I am quiet as I am getting ready for my MRI tonight at Henry Ford Hospital Downtown. This song is in my head and I miss the person I used to be before MS, doctor’s appointments, and medical testing:

I feel strange but it’s NOT like they are going to tell me I have MS or anything…

My 5 Senses

I had a fond memory this afternoon when I put my chapstick on for the first time today. The memory came about so quickly and I think that I can explain it using pretty much all of my senses! I am wearing the pomegranate flavor for my chapstick today:

In order to use up my summer flavors, I have used a different flavor for each day of the week. Thursday, however, is reserved for cucumber mint because that is my favorite!
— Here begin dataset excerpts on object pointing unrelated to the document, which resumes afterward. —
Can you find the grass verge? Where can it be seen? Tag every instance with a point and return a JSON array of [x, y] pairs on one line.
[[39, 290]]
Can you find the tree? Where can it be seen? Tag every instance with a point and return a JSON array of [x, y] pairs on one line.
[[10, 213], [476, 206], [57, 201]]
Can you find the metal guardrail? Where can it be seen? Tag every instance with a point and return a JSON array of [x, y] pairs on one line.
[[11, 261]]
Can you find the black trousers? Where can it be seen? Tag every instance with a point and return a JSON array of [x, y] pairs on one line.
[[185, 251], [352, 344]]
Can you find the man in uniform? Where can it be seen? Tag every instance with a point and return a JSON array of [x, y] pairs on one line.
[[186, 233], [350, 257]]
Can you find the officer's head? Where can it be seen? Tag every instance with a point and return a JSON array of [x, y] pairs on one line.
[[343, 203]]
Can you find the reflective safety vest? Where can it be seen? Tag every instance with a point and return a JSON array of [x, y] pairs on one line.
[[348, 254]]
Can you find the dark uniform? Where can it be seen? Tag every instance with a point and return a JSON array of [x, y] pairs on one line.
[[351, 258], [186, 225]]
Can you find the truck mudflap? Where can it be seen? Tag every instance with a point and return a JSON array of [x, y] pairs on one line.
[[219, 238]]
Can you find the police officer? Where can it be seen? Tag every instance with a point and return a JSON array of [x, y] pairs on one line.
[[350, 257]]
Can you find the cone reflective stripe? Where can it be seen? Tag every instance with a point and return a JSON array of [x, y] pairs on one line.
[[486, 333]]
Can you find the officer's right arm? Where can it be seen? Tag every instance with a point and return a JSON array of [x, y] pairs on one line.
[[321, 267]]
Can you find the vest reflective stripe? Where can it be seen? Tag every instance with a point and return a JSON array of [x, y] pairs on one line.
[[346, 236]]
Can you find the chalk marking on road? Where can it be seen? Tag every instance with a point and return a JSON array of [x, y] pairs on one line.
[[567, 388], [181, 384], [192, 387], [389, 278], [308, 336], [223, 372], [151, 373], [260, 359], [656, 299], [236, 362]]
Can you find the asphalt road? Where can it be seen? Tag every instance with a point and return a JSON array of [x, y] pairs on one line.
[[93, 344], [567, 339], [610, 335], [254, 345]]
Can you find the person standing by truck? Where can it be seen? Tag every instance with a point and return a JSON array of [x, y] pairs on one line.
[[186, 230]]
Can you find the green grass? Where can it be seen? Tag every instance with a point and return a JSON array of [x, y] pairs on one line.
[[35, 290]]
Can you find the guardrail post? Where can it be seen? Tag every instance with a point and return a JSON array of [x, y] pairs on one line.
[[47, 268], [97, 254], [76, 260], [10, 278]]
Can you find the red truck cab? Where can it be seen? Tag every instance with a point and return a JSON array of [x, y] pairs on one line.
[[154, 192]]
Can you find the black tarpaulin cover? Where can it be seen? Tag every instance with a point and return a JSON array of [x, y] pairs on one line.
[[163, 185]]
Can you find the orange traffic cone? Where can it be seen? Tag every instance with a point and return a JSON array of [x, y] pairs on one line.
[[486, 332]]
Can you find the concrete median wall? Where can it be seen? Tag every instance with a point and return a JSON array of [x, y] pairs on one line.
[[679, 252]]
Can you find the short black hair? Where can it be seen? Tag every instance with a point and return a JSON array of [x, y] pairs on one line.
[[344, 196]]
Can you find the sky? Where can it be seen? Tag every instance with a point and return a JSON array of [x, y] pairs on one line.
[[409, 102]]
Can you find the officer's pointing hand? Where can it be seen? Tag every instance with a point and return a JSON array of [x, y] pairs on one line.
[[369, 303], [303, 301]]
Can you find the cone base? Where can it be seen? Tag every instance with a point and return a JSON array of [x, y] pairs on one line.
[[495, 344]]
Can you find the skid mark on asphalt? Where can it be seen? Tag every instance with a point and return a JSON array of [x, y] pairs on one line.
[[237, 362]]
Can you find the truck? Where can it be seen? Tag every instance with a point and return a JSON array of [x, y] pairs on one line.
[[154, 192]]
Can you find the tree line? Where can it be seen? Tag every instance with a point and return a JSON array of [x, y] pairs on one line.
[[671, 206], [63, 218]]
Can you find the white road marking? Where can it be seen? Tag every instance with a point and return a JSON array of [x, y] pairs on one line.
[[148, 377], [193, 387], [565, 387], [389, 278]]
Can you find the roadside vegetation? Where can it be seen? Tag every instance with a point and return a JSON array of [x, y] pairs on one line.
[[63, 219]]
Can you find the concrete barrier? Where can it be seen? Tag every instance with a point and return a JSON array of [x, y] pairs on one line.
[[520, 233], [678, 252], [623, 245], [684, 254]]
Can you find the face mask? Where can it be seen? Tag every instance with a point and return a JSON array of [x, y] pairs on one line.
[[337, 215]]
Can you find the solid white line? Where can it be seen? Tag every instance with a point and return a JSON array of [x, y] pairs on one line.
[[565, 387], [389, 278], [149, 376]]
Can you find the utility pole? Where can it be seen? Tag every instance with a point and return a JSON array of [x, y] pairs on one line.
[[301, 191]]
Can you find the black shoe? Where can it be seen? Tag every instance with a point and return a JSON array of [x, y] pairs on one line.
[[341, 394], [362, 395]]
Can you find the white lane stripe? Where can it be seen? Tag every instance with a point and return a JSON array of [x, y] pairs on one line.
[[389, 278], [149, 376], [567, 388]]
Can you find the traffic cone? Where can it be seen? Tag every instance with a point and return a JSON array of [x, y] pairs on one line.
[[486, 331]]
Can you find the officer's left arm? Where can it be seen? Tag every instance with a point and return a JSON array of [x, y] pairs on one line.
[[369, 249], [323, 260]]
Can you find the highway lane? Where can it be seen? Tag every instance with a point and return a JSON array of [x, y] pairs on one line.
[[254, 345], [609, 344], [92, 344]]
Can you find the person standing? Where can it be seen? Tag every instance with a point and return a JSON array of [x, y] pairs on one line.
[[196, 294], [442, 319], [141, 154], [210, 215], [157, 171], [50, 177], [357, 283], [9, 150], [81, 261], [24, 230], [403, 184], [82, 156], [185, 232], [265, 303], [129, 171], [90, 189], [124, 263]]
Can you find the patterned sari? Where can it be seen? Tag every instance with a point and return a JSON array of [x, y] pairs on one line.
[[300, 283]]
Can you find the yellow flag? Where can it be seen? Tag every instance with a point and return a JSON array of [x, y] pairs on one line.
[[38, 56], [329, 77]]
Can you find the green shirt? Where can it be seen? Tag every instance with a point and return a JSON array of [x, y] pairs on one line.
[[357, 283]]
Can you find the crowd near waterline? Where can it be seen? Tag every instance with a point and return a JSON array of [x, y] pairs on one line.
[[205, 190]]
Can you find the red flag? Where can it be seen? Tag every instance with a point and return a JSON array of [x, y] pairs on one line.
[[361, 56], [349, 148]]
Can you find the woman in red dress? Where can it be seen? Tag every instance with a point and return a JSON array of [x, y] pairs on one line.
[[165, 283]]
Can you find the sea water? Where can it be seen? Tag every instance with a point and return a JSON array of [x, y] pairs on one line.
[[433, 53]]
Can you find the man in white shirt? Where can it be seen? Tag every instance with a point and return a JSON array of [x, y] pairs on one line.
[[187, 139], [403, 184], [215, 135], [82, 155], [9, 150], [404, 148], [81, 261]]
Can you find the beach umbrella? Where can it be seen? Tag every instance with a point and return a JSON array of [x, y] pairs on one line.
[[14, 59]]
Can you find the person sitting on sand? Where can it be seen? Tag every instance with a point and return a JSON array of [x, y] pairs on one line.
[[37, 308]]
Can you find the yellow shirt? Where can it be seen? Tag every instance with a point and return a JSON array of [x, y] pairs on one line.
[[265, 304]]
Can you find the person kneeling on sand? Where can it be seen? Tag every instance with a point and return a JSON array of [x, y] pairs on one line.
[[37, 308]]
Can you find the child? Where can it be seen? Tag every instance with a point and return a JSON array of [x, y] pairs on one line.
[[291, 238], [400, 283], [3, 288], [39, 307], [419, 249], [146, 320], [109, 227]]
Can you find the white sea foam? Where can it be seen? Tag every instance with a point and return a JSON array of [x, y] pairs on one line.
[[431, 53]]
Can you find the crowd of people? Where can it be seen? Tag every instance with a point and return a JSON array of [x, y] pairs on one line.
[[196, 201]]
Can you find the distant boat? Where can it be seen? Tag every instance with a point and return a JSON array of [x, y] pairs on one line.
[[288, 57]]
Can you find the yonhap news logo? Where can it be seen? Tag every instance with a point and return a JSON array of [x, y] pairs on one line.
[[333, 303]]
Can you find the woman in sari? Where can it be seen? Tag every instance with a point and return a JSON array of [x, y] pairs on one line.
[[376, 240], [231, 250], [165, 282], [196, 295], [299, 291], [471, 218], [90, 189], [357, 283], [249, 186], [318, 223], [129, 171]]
The memory was sparked immediately when I opened the chapstick cap and a very small amount of chapstick that was left to be used fell out of the tube. I was able to catch the little plunger as it fell out of the chapstick tube. As I was putting it back in, I smelled the pomegranate chapstick and I thought of Barwis. I wore the pomegranate chapstick in the early days of working out at Barwis and I remember smelling that the day my cousinT, Shannon, came with me.

So, my sense of smell is in use in this memory because of the pomegranate chapstick but if I’m going to talk about Barwis, I cannot forget the overwhelming smell of a turfed football field! That’s what it smells like!:

These pictures were not from the day my cousinT came to Barwis with me but it’s from that first summer I’ve trained at Barwis! Back before the current renovations were completed. Jesse stretched me out similar to this each time we tried to get steps off.

So, with my senses engaged, I have sight, smell, taste, (I’m chewing my peppermint five gum then and now) and touch taken care. It only leaves hearing. I love that I thought of this particular day with my cousinT, Shannon coming with me to Barwis. I naïvely thought that it would be a lateral progression to me walking. I did not think about all of the variables and how it would ebb and flow.

But back then, the summer of 2013, I had recently heard and decided on my, “Walking Song” on the radio. I remember that day with my cousinT about how that song would be my Walking Song”:

So, I loved the video when I first heard this song and I wanted to be able to dance again one day. Jesse told me that would be a long way off but back then I was so motivated and I stupidly believed that I would walk again.

No Espace

So, it’s common knowledge that I like to watch the same movies over and over again which I think is a trait I learned from my Mom. It has worked out with her staying with me throughout this pandemic because we have a very similar taste in movies. A few weeks ago, we saw, Spanglish, and my Mom and I have quoted it often! Last night as I was drying my hands, I was clearly reminded exactly why we “it!

The quote we say from the movie is toward the end and it is when the mom speaks to the daughter. The mom does not speak English very well and the daughter is growing up in the United States. She tells her that she needs space from her mom and turns away from her. The mom looks at her, grabs her shoulder, and tells her that,There is no espace between us.”

Last night, as we were completing our routine to get me ready for bed, I was staring off into space and drying my hands when I said with a far away look in my eye, I said, “I wish…” and a good deal regret in my voice as I thought of all of my limitations that have come about in the past five years. But before I could finish that statement, my Mom simply said, “Me too.

I looked at her and we met eyes and in those moments without speaking so much, we realized, (REALLY I realized) that there REALLY is no espace between us.

Random Tune #76 in my YouTube Feed

I took notice yesterday that a lot of Sara Bareilles songs were showing up in my YouTube feed because I posted my faves for August and they’re all her songs. I never saw this video and I watched it in its entirety.:

I was never a great dancer but I could keep time but what I really wish is that I still had freedom of movement like that now!